Les rebelles hutus demandent une enquête

  |  Radio-Canada avec Agence France-Presse et Reuters
Des femmes manifestent contre les violences au Kivu, (archives) Des femmes manifestent contre les violences au Kivu. (archives)   © PC/Jerome Delay

Dans un communiqué rendu public jeudi, les rebelles hutus des Forces démocratiques de libération du Rwanda (FDLR) démentent leur implication dans les récents viols collectifs en République démocratique du Congo.

Les rebelles hutus des Forces démocratiques de libération du Rwanda démentent leur implication dans les cas récents de viols collectifs commis dans l'est de la République démocratique du Congo, et réclament même une enquête.

Les FDLR « ne sont en rien impliquées dans ces actes odieux et s'insurgent contre des accusations dénuées de tout fondement lancées contre elles par le secrétaire général de l'ONU [Ban Ki-moon] », écrit Callixte Mbarushimana, un haut responsable du mouvement rebelle.

La rébellion demande à l'ONU de « mettre en place sans délai une commission d'enquête internationale indépendante chargée de faire toute la lumière sur tous ces actes criminels ».

Elle se dit prête à « collaborer » avec cette commission et « disposée » à rencontrer le numéro deux du département de maintien de la paix de l'ONU, Atul Khare, qui doit se rendre en RDC.

Viols collectifs

Du 30 juillet au 3 août, la localité de Luvungi, dans le Nord-Kivu, a été occupée à la fois par les miliciens Maï-Maï et les rebelles hutus rwandais. Durant cette période, au moins 154 civils ont été violés ou ont subi des attentats à la pudeur, selon ce qu'a révélé l'ONU.

Selon une ONG, de nombreuses femmes ont été victimes de viols collectifs de la part de groupes de deux à six hommes en armes.

Les miliciens Maï-MaïMaï-Maï provient du mot Maï ou Maji, « eau » dans les langues bantoues de la région. L'appellation des miliciens fait référence à la révolte Maji Maji intervenue en 1905-1907 au Tanganyika, un lac qui traverse la République démocratique du Congo, la Zambie, le Burundi et la Tanzanie.

Les Maï-Maï se sont constitués pour résister essentiellement à l'invasion des forces armées du Rwanda et des groupes rebelles congolais proches du Rwanda. Certains de ces groupes se sont constitués en vue de commettre également des actes de brigandage.

Ils sont parmi les groupes les plus puissants et les plus incontrôlables du pays.

Martin Nesirky, porte-parole des Nations unies, a indiqué que la mission de l'ONU au Congo (MONUSCO) n'avait entendu parler de viols à Luvungi que le 12 août. Les casques bleus disposent d'une petite base à une trentaine de kilomètres du lieu des viols.

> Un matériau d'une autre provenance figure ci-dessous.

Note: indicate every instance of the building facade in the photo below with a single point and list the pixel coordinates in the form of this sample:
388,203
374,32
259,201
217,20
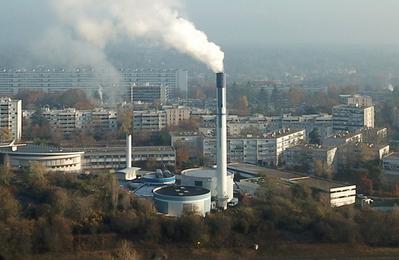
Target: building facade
352,117
13,81
266,149
11,117
149,120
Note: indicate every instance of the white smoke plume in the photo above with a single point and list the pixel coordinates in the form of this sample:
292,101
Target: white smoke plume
99,22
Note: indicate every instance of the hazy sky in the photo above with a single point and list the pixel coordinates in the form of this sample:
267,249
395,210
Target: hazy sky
248,22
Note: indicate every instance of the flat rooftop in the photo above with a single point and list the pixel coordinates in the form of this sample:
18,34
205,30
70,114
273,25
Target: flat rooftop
181,191
39,149
201,172
284,177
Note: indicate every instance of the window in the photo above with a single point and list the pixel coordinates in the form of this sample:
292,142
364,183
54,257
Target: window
198,183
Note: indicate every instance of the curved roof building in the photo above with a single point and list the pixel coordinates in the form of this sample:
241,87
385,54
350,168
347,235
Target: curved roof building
178,200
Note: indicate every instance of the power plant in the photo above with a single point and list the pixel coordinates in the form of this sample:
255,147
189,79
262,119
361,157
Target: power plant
175,200
221,140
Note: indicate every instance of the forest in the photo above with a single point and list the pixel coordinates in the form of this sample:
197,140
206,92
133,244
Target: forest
51,214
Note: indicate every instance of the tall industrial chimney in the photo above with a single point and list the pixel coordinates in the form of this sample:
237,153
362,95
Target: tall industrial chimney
129,151
221,141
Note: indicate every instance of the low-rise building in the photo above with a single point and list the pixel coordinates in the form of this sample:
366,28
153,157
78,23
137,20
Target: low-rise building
115,157
313,159
343,138
334,193
54,159
266,149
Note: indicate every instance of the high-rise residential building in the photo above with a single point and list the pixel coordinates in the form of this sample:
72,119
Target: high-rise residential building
149,120
176,115
11,117
149,94
57,80
352,117
71,119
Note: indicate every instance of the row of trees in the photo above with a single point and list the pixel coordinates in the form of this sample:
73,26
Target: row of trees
42,212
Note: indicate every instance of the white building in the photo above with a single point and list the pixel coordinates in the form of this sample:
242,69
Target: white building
305,157
58,80
52,158
352,117
71,119
99,158
206,178
390,164
11,116
149,120
176,114
265,149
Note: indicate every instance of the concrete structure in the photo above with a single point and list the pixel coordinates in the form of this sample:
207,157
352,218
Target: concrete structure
390,164
207,178
334,193
176,115
57,80
313,159
100,158
374,135
264,149
159,177
343,138
221,141
352,117
149,120
52,158
11,117
364,101
70,119
178,200
150,94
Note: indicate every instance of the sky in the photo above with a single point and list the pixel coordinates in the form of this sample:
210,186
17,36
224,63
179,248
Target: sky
243,23
291,22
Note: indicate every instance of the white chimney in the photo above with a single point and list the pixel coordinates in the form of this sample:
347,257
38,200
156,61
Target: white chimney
221,141
129,151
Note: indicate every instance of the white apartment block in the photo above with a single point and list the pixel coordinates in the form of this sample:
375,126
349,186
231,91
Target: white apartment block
305,156
71,119
352,117
149,120
88,79
266,149
390,164
364,101
237,125
176,115
11,116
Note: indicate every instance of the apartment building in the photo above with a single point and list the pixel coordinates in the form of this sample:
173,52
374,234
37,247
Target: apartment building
352,117
149,120
11,117
266,149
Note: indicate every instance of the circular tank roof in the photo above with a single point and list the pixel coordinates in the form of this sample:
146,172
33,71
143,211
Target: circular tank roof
181,191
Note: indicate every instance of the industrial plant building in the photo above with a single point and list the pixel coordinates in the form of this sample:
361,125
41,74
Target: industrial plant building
11,117
207,178
179,200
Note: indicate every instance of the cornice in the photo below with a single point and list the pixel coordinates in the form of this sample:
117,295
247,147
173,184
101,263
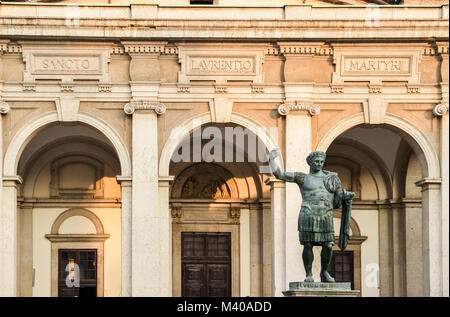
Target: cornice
440,109
288,106
145,48
104,28
4,107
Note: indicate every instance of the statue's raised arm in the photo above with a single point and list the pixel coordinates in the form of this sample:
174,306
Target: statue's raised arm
285,176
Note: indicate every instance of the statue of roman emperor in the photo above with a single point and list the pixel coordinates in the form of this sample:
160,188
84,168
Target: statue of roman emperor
321,193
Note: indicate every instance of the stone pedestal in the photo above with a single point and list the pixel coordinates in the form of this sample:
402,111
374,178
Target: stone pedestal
315,289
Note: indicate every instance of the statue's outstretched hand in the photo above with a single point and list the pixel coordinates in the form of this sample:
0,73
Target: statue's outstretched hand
348,195
274,153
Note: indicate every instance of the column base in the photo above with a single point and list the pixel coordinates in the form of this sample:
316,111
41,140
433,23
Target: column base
319,289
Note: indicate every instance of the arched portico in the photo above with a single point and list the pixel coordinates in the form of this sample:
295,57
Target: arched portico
14,151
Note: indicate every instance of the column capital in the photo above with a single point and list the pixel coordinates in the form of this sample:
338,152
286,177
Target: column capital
4,107
441,109
165,180
273,182
148,49
428,182
442,48
304,49
124,181
9,181
288,106
132,106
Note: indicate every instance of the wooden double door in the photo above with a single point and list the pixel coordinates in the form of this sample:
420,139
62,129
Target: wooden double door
77,273
206,264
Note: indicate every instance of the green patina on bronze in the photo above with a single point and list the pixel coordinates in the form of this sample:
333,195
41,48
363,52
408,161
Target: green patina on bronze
321,193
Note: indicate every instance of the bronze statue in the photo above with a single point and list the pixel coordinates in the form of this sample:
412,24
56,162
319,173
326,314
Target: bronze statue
321,193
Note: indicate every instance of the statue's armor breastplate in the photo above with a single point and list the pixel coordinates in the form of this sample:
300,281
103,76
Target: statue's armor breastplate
315,221
315,197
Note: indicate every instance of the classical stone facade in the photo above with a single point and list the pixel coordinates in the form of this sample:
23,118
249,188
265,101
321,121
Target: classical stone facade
98,102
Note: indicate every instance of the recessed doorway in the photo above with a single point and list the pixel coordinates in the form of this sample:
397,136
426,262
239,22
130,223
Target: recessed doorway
77,273
206,264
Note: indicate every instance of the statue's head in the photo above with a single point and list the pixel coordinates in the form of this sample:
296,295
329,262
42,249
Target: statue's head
316,160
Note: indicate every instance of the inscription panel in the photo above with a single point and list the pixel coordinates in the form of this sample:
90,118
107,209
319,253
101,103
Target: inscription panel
220,64
65,63
238,65
375,64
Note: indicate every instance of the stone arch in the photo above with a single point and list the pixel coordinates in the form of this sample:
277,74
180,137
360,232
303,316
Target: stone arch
205,167
367,157
22,138
416,139
59,149
77,212
190,124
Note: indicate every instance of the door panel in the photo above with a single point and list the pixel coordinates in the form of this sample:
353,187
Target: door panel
194,280
206,264
218,280
86,262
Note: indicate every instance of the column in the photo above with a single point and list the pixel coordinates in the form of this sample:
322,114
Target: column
297,147
8,222
267,249
165,244
278,212
245,249
398,250
432,236
125,184
441,111
145,221
413,240
8,237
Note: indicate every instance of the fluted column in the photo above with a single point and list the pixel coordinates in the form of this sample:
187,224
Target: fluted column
125,184
297,147
145,220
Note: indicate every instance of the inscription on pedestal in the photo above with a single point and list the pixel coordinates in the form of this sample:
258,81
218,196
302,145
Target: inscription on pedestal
376,65
65,64
220,64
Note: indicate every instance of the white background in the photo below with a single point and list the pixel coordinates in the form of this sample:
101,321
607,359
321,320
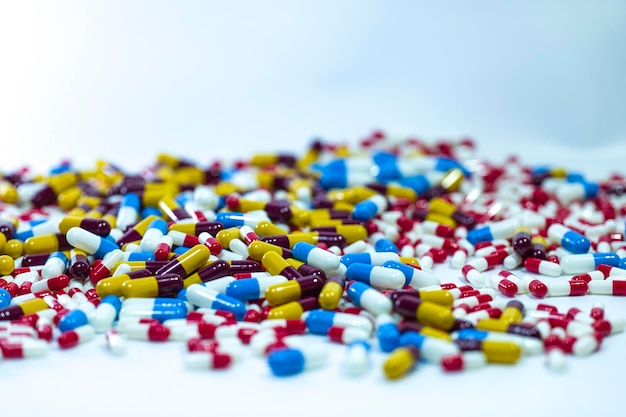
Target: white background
123,80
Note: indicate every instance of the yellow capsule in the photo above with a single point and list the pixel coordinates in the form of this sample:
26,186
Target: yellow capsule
41,244
538,239
62,181
224,236
330,296
193,259
7,264
441,206
189,175
153,192
352,232
14,248
147,287
441,297
111,285
67,199
224,188
192,279
438,333
494,325
401,192
431,314
245,205
265,228
274,263
283,292
452,180
299,217
33,306
501,351
400,362
291,310
257,249
511,315
441,219
558,172
8,192
409,261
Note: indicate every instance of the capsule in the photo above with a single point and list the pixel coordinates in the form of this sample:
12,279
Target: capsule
105,314
319,321
569,239
253,288
89,242
331,292
202,296
24,347
401,361
376,258
503,229
293,290
187,263
376,276
160,309
387,333
315,256
542,267
164,285
72,338
292,361
431,349
607,287
586,262
368,298
276,265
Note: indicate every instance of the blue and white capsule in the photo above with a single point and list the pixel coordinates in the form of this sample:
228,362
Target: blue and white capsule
376,276
293,361
414,277
387,333
159,308
152,236
368,298
376,258
55,265
529,345
586,262
319,321
72,320
128,211
431,348
106,313
252,288
568,238
90,242
318,257
503,229
238,219
370,207
202,296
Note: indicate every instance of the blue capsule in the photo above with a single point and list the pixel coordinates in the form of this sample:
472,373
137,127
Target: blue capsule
5,298
72,320
292,361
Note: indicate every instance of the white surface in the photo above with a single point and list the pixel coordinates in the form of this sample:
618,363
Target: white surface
123,80
151,380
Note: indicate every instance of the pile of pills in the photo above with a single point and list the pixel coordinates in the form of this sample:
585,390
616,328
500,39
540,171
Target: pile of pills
348,244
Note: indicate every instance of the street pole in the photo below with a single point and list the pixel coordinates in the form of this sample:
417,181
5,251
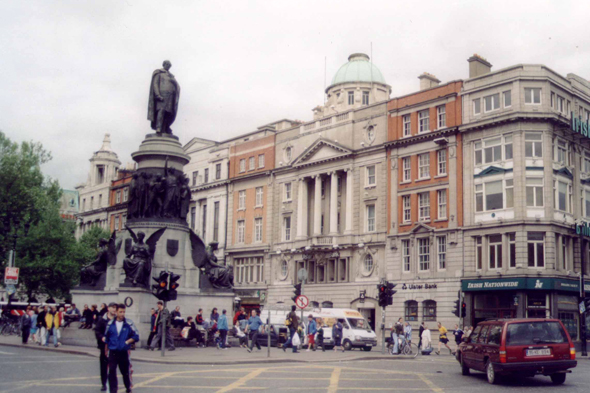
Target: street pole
383,331
582,298
163,319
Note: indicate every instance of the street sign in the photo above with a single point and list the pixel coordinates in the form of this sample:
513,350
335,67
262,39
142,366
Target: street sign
11,276
302,301
302,274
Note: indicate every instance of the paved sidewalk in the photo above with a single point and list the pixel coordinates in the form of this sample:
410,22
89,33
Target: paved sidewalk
211,356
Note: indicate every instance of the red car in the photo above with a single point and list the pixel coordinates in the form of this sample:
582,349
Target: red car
525,347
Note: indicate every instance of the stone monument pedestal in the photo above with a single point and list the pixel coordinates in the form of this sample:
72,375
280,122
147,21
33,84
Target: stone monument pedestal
157,153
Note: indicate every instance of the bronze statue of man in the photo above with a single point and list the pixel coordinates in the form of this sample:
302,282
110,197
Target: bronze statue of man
163,100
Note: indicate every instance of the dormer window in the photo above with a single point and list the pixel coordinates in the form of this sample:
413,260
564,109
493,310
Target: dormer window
365,98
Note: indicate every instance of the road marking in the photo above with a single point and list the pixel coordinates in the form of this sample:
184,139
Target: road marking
144,383
238,384
333,388
430,384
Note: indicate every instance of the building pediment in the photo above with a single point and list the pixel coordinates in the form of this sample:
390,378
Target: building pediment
321,151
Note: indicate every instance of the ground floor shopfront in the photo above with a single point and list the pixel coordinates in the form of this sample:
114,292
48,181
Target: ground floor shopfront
524,297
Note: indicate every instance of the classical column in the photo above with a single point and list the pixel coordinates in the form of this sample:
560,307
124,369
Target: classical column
334,204
317,209
349,190
302,209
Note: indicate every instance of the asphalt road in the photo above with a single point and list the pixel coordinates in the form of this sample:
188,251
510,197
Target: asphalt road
24,370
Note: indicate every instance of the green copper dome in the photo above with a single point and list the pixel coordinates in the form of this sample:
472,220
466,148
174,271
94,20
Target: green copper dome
358,69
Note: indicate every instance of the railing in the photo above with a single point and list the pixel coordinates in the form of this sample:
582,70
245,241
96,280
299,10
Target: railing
342,117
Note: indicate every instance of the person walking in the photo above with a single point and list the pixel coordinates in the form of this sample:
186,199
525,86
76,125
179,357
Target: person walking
34,328
42,325
425,338
241,336
320,336
293,323
166,334
311,331
152,328
458,333
25,324
99,331
337,330
420,335
223,327
442,338
254,324
120,334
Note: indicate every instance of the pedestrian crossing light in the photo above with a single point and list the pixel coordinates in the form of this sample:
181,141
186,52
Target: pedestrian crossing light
390,293
160,289
457,308
172,294
382,288
297,292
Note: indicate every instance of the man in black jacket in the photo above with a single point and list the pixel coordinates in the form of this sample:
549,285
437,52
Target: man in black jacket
42,325
99,331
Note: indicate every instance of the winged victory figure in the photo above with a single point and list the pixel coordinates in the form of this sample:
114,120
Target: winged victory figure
91,274
138,264
219,276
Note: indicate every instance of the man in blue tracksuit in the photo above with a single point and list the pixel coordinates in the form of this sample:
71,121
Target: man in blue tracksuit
119,335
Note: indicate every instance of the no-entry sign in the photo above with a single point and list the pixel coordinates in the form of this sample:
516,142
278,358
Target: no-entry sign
11,276
301,301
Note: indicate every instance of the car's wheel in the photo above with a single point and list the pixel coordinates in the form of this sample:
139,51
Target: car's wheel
491,373
557,379
464,369
347,345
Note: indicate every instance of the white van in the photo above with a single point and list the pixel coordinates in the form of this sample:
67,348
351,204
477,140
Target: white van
356,333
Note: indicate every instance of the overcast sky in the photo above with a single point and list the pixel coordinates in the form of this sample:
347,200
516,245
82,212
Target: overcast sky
72,71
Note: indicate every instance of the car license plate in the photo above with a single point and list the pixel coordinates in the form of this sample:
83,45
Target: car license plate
538,352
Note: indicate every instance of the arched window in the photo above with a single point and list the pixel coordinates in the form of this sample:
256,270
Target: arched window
368,265
411,310
429,310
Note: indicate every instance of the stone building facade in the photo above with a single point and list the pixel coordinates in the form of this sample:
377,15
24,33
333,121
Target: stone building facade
525,186
94,194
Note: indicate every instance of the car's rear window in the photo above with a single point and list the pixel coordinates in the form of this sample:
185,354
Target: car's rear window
532,333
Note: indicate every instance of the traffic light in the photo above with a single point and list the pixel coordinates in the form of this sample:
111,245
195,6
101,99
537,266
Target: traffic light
172,294
390,292
160,290
382,288
297,292
457,308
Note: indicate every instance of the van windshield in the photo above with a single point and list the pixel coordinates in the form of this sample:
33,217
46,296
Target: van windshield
532,333
358,323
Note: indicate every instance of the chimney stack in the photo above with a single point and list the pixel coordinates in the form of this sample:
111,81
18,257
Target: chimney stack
478,66
427,81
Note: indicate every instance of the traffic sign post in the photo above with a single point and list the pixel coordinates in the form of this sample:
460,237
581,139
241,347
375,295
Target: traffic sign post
302,301
11,276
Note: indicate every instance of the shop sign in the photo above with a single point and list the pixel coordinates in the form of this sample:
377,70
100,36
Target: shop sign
580,127
418,286
539,284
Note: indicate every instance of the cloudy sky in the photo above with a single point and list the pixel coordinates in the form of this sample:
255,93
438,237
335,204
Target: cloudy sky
75,70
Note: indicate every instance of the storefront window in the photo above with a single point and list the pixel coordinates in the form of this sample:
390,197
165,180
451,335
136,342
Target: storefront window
411,310
537,305
429,312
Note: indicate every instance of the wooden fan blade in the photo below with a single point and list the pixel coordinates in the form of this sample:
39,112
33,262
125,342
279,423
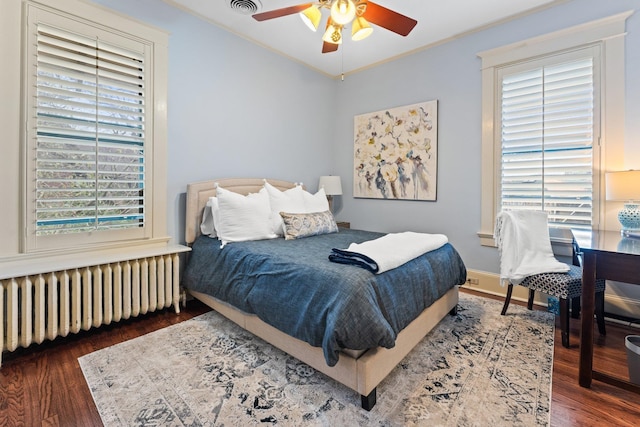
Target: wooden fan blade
277,13
329,47
387,18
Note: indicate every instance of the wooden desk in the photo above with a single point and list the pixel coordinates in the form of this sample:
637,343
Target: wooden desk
607,255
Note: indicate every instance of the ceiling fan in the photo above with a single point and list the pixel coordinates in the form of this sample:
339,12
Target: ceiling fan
357,12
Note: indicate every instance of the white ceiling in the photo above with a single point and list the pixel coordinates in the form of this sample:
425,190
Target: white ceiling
438,21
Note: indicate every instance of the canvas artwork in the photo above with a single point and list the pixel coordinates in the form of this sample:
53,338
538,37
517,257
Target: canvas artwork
395,153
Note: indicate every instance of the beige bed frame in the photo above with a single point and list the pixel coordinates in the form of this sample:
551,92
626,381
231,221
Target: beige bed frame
362,371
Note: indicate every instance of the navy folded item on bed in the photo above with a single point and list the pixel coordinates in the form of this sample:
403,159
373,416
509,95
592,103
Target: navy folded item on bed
389,251
343,256
292,285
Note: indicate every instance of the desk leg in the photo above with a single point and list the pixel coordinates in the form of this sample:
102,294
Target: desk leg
586,319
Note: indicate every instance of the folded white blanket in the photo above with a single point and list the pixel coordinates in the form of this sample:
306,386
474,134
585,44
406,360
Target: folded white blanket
524,245
394,249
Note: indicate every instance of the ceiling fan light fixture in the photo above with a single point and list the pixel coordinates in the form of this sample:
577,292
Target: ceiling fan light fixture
311,17
333,34
343,11
360,29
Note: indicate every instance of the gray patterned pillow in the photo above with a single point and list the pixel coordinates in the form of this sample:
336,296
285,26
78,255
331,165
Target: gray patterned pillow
308,224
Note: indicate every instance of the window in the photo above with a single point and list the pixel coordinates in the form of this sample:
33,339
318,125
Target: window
90,139
548,132
92,134
544,123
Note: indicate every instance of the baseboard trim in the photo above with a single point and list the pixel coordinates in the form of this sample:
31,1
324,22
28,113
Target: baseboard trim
489,283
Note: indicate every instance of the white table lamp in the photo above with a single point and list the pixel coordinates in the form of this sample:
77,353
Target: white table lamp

« Ce terrible événement confirme les conclusions globales tirées de mon récent voyage [en République démocratique du Congo] sur la nature généralisée et systématique des viols et autres atteintes aux droits de la personne humaine. » — Margot Wallström, représentante spéciale de l'ONU pour la lutte contre les violences sexuelles dans les conflits

La Monusco, avec près de 20 000 soldats, est la mission de maintien de la paix de l'ONU la plus importante de la planète.

Ban Ki-moon « scandalisé »

Le secrétaire général de l'ONU, Ban Ki-moon, « scandalisé » par ces événements a décidé d'envoyer un de ses collaborateurs pour examiner la situation.

« Il [Ban Ki-moon] réitère son appel à tous les groupes armés en RDC à déposer les armes et à rejoindre le processus de paix. Il appelle les autorités de RDC à enquêter sur cet incident et à traduire en justice les auteurs de ces crimes, ainsi qu'à redoubler d'efforts pour mettre fin à l'insécurité dans l'est du pays », a déclaré son porte-parole, Martin Nesirky.

Selon le haut commissariat de l'ONU pour les réfugiés (HCR), au moins 1244 femmes ont rapporté avoir été violées au cours du premier trimestre 2010, soit « près de 14 viols par jour en moyenne ».

Plus d'un tiers des viols ont eu lieu dans les provinces du Nord-Kivu et du Sud-Kivu, d'après la même source.